Nu toont ons klaar het Opperwezen
Dat hij, in zijn verholen raân,
Door u ons rampen wou genezen,
Vergetend alle de euveldaân
Waarin we een poos gedompeld waren;
Nu hij aan d'echt der adelaren
Dien liefdepand zoo goedig zendt,
Door wien eendrachtigheid zal duren
In hoeve en stulp, en in ons muren,
Tot aan der eeuwen uiterst end.
Triomf! van op de lage zoomen,
Door 't IJ bespoeld, tot bij den top
Des Apennijns en 't eeuwig Romen,
Voor wien een nieuwe August rijst op.
Gaat, kinderen, uw korven laden
Met lentegroen en tuinsieraden;
Geeft lauweren, geeft zegepalm,
Vorstin! aanhoor die vuurge danken,
Dit grof geschut, die tempelklanken
Die luchten dreunen op dien galm.
Gij, teêre jeugd en ouderlingen,
En gij, der kerk gewijde stoet,
Gaat lof den Allerhoogsten zingen,
Valt biddend voor den outervoet.
Laat mirrhe in gouden vaten branden,
Verheft uw smeekend oog en handen,
En roept met mond en hart: ‘Bewaar,
Bewaar, o God, zoo dier een leven!
Hij groeie in deugd, en wil ons geven
Een ander zoon eer 't zij een jaar.’
| |
[pagina 268]
| |
‘Verdrijf, Bellona, tuk op moorden,
En smeedt haar stalen ketens aan;
De vrede bloeie in oost, in noorden,
Te land, en op den oceaan.
Doe zelf de Britten eens belijden
Dat in geen oude of nieuwe tijden
De zon iets machtigers bescheen,
Als de erve der Napoleonen:
Stort in de ziel van al hun zonen
Des Stamheers geest en dapperheên.
Deze weinige strophen zijn, onzes dunkens, voldoende om de gegrondheid van Van Duyse's oordeel over Coninckx te staven.
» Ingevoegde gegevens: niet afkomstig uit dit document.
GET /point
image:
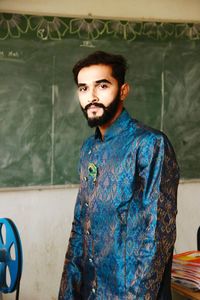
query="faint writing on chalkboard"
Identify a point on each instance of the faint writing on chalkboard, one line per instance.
(10, 54)
(88, 44)
(57, 28)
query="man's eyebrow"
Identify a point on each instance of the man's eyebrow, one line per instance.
(97, 82)
(103, 81)
(81, 84)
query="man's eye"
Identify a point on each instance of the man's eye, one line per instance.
(103, 86)
(82, 89)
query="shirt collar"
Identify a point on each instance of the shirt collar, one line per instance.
(120, 124)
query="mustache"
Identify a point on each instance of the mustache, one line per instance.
(94, 104)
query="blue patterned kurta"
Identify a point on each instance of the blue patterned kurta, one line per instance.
(124, 221)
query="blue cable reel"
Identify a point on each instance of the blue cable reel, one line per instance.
(11, 258)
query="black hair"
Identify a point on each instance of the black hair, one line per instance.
(116, 62)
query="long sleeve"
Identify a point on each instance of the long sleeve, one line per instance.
(71, 276)
(157, 182)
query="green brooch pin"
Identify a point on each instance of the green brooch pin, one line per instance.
(92, 171)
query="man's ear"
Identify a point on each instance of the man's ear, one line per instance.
(124, 91)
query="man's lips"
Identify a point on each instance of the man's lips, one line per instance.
(94, 106)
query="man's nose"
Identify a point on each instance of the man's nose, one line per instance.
(93, 96)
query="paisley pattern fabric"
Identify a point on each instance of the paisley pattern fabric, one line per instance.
(124, 220)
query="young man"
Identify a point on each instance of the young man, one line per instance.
(124, 229)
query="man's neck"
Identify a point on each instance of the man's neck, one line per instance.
(104, 127)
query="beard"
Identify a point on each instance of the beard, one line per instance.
(108, 112)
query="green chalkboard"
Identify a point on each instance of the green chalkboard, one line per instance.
(41, 124)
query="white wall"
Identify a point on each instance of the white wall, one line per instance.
(44, 217)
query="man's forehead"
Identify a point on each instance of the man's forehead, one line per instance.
(95, 73)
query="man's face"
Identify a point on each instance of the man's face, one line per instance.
(99, 94)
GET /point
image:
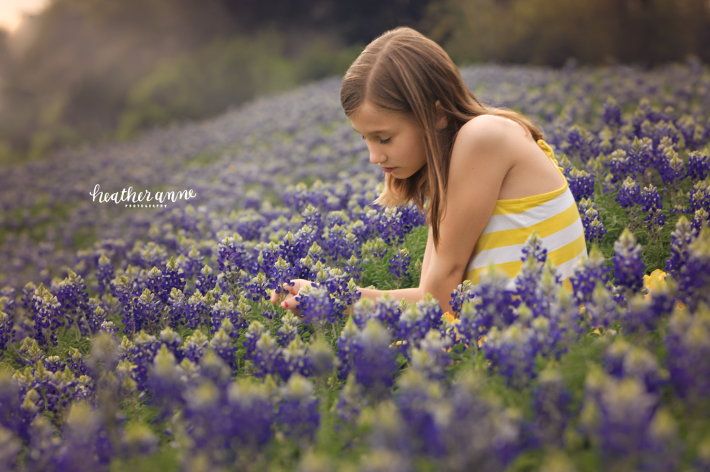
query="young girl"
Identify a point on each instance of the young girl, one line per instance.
(489, 177)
Het groot aantal geboortedichten deed Coninckx, terzelfde gelegenheid, de pen in de hand nemen om een paar vierlingen te schrijven, welke men in zijne Punt- en Mengeldichten (bl. 29) aantreft en die wij hier laten volgen: Monarch, voor wien Europa zwicht,
Zoo gij bijwijlen niet kunt slapen,
Neem deze banden hier voor uwen zoon gedicht
En lees een ode of twee: gij zult wel aanstonds gapen.
Twee dikke banden vol geboortezangen! Pest!
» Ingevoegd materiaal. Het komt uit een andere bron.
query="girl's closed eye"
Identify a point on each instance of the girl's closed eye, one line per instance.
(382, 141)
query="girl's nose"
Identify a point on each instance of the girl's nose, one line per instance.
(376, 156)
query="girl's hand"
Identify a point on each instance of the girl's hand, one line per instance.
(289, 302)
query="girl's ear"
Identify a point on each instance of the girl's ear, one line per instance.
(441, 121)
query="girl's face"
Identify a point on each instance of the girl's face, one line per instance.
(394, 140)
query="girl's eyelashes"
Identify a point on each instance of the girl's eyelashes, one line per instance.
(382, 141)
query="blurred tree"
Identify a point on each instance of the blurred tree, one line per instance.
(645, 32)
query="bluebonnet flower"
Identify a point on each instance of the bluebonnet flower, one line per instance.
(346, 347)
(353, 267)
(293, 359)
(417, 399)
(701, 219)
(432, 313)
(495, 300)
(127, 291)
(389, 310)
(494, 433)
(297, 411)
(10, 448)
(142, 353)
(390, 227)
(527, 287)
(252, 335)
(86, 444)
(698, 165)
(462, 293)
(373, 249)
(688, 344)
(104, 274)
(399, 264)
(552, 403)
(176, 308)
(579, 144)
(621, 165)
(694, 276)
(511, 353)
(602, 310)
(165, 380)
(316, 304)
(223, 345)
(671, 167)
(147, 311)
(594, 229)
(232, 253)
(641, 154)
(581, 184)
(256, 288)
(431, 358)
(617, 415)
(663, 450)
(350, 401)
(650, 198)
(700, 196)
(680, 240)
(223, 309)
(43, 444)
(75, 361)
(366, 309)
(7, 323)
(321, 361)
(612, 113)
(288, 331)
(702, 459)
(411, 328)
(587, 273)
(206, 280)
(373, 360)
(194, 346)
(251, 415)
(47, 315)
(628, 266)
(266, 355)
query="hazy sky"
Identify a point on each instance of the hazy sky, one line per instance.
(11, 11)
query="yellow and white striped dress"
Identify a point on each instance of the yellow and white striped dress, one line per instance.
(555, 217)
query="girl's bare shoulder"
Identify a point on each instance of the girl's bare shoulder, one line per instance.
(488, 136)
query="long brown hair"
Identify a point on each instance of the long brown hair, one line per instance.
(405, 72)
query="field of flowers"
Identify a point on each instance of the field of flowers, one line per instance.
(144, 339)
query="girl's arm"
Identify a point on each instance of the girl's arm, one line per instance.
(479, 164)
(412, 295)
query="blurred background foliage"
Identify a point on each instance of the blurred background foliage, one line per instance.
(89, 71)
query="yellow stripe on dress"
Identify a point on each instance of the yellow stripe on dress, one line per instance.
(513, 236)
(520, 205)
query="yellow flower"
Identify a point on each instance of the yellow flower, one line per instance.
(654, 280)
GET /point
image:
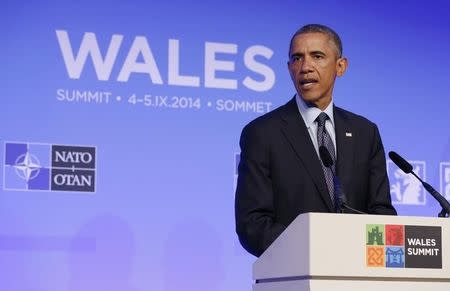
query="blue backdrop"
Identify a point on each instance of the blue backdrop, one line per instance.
(121, 120)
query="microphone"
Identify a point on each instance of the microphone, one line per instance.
(408, 169)
(339, 195)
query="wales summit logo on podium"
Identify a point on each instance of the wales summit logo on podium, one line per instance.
(403, 246)
(48, 167)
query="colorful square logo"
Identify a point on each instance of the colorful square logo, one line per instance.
(403, 246)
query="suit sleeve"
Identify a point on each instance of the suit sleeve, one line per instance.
(379, 192)
(256, 224)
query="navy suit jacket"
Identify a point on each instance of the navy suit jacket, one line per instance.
(280, 173)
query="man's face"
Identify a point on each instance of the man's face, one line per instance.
(313, 66)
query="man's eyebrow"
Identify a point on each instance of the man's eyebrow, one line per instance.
(296, 54)
(317, 53)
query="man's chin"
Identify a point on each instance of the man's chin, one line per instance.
(314, 100)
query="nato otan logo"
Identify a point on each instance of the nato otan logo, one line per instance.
(405, 188)
(49, 167)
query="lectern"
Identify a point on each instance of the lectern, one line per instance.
(348, 252)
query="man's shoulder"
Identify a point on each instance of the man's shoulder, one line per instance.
(352, 117)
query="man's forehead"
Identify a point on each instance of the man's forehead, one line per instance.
(312, 41)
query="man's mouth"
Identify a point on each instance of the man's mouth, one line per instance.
(306, 83)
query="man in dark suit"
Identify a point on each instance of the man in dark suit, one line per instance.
(280, 171)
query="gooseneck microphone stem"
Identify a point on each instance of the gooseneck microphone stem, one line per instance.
(407, 168)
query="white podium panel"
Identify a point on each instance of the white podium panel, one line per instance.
(321, 251)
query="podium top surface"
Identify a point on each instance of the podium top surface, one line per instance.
(364, 246)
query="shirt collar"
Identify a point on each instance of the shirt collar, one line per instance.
(309, 114)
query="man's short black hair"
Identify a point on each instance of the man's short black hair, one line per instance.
(311, 28)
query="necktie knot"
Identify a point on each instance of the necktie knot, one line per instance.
(321, 119)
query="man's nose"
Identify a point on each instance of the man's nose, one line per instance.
(306, 66)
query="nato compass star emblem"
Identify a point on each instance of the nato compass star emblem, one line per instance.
(27, 166)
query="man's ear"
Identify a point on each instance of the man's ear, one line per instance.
(341, 66)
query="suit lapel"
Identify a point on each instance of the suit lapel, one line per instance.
(345, 144)
(298, 136)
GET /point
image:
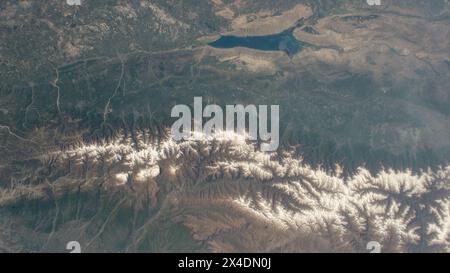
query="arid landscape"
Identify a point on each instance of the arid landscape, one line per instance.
(86, 93)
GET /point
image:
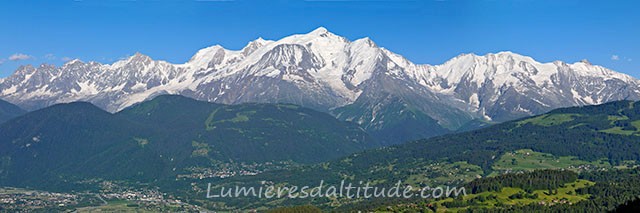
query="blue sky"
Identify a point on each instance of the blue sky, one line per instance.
(425, 31)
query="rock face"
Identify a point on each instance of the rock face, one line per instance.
(355, 80)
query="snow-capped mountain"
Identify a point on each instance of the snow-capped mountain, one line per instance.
(355, 80)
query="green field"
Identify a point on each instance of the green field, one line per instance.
(528, 160)
(549, 120)
(565, 194)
Gij moet naar de apotheek niet loopen,
Zoo gij niet slapen kunt, om opium te koopen,
Lees maar eene ode of twee. Het helpt: probatum est.
Een ander gedicht van Coninckx, eene Cantate op den Veldslag van Waterloo, werd in 1816 ingezonden ten prijskampe der ‘Koninklijke Maatschappij van Schoone Kunsten en Letteren’ te Gent. Het werd niet bekroond en bleef ongedrukt. Er was, inderdaad, geene kans voor eenen Vlaming om den lauwer weg te dragen, waar J. Boscha en vooral Catharina-Wilhelmina Bilderdijk als mededingers optraden. Niet alleen was Coninckx mis in de opvatting (hij zond eenen lierzang in van acht strophen, in stede van eene cantate), maar wat konden verzen, b.v. als deze: De dwingland, tuk op menschenbloed
Weleer in 's Elbas wal gesloten,
Brak uit met waan en dollen moed
Geschraagd van wreede moordgenooten:
Louis, der Franschen schat,
Door 't lot geslingerd weer en henen,
Zeer bij van dweepers aangevat,
Was uit zijn rijksstad ras verdwenen.....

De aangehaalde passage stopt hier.